Adapun kasus banjir yang disebabkan okelah keterbatasan daya tampung tanah terhadap curahan air maka Khilafah akan menerapkan kebijakan sebagai berikut : 
1. Membangun bendungan-bendungan yang mampu menampung curahan air hujan dan lain sebagainya
2. Khilafah akan memetakan daerah-daerah yang rendah dan rawan banjir akibat kapasitas resapan air yang minim. Dan selanjutnya akan melarang masyarakat untuk membuat pemukiman di wilayah-wilayah tersebut. Atau jika ada pendanaan yang cukup, khilafah akan membangun kanal-kanal yang baru agar air  meresap yang mengalir ke daerah tersebut bisa dialihkan alirannya atau bisa diserap oleh tanah secara maksimal.

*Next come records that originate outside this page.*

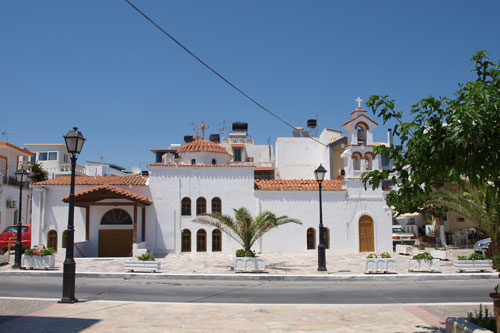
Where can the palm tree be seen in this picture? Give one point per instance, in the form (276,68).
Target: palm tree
(480,205)
(245,229)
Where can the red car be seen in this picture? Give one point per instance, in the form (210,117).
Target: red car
(11,232)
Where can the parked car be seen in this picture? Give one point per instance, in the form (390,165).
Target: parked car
(11,232)
(482,245)
(399,235)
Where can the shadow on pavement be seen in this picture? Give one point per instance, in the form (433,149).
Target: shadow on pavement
(44,324)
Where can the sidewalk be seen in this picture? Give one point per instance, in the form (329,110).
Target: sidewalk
(278,266)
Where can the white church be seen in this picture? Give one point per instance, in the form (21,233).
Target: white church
(115,214)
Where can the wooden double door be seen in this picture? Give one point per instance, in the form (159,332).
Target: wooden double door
(115,243)
(366,235)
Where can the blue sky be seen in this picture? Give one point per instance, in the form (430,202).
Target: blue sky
(102,67)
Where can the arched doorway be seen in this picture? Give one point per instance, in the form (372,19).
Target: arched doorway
(366,238)
(115,242)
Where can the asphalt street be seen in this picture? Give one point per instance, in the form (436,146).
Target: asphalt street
(249,292)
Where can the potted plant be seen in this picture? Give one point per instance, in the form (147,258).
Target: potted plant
(474,262)
(145,262)
(405,249)
(246,230)
(442,254)
(424,262)
(379,264)
(38,258)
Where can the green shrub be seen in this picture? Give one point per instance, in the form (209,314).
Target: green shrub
(146,257)
(483,320)
(495,260)
(423,256)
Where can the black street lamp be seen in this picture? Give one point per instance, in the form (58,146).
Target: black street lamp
(21,177)
(74,143)
(319,173)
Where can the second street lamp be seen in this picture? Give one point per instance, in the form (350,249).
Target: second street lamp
(319,173)
(74,143)
(21,177)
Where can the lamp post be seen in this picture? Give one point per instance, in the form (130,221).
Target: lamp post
(74,143)
(21,177)
(319,173)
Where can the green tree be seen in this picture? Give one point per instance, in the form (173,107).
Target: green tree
(480,205)
(446,140)
(245,229)
(38,174)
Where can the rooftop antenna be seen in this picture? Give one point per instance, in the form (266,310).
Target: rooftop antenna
(222,128)
(5,136)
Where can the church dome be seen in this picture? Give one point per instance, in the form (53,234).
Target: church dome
(203,146)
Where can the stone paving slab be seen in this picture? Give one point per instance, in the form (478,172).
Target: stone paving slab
(101,316)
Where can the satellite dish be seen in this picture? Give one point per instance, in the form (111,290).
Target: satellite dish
(136,170)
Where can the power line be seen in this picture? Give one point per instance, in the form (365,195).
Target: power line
(211,69)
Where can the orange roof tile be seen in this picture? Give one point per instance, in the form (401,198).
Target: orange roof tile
(109,190)
(97,180)
(203,145)
(297,185)
(173,165)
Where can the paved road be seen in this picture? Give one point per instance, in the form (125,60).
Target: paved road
(260,292)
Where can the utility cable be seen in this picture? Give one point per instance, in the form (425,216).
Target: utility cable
(211,69)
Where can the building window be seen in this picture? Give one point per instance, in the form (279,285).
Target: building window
(65,236)
(311,239)
(52,239)
(201,241)
(116,216)
(326,234)
(201,206)
(356,162)
(237,154)
(216,206)
(52,156)
(216,240)
(186,207)
(186,241)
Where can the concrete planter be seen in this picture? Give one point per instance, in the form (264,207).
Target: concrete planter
(249,264)
(421,265)
(141,265)
(44,262)
(404,249)
(442,254)
(472,265)
(379,265)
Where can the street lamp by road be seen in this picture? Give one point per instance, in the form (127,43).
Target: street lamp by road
(319,173)
(21,177)
(74,143)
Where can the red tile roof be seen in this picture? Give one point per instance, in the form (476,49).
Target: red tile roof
(97,180)
(112,192)
(173,165)
(361,115)
(297,185)
(203,145)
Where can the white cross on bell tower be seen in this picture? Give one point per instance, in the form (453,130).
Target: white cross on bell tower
(359,100)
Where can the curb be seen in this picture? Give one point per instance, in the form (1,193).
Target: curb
(262,277)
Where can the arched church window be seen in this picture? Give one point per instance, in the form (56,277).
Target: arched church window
(186,207)
(116,216)
(216,206)
(52,239)
(201,206)
(186,240)
(216,240)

Jika tidak mungkin maka Khilafah akan merelokasi penduduk yang ada di wilayah tersebut ke wilayah lain dengan memberikan kompensasi atau ganti rugi. 

3. Khilafah akan membangun kanal-kanal, sungai buatan, drainase dan berbagai sarana lain untuk mengurangi dan mencegah penumpukan volume air atau mengalihkannya ke wilayah yang lebih aman.

Secara berkala khilafah akan membersihkan sungai-sungai atau daerah aliran air agar tidak terjadi pendangkalan.

4. Khilafah akan membangun sumur-sumur resapan di kawasan tersebut yang berfungsi selain untuk resapan bisa juga untuk tandon air yang diperlukan ketika musim kemarau. 
 
Demikianlah solusi Islam yang memberi kebaikan untuk masyarakat. Wallahualam bissawab.